O autocarro pára de repente e nenhum de nós estava à espera disso, o nosso corpo desequilibra-se de forma deselegante para a frente. Eu seguro-me instantaneamente no banco à minha frente, tenho mais força, mais reflexos, ele quase que bate com a cabeça na janela, mas a bengala está lá e serve finalmente para lhe amparar o embate.

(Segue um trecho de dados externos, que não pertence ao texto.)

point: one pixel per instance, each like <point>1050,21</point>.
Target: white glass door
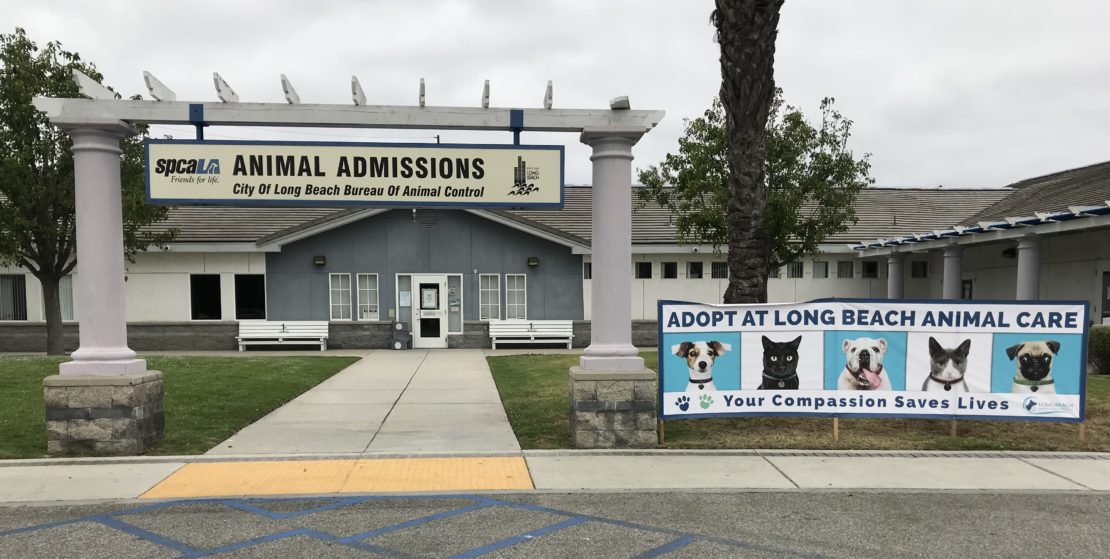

Tenho aqueles anos todos que ele carrega em mim, sinto-me ele, estou cansada, quebrada, quero que acabe rápido e que seja durante o sono, recuso-me a ir para um lar onde não reconheço ninguém e os lençóis me fazem comichão, a almofada não tem a altura certa e querem obrigar-me a enfeitar a árvore de natal todos os anos. Está sempre frio e eu nunca tenho sono, fico a ver a noite a passar nos ponteiros do relógio na mesinha de cabeceira e os pés estão sempre gelados. A comida não me sabe bem, é raro ter fome. Não tenho paciência para os antigos amigos nem para o jogo da bisca, o café sabe-me mal e os meus ossos doem-me quando o tempo ameaça mudar.
Eu sou ele e apetece-me chorar. Quando chega à minha paragem, antes da dele, encontro os olhos dele e saio rápido. Ouço as portas fecharem atrás de mim e fico ali quieta, sem ser capaz de me mover durante muito tempo, um tempo grande, um tempo que me parece infinito.
Sinto-me pesada, pesada, cada vez mais cansada. Entro no elevador e encontro-o no espelho. Lá está ele, o velho do autocarro, a escorrer-me cara a baixo, e eu, ainda que devastada, recuso-me a limpá-lo do meu rosto, quero recordá-lo para sempre. Quero levá-lo dentro de mim. Gostava que ele tivesse ficado a saber que dali em diante seriam os olhos dele a minha bengala.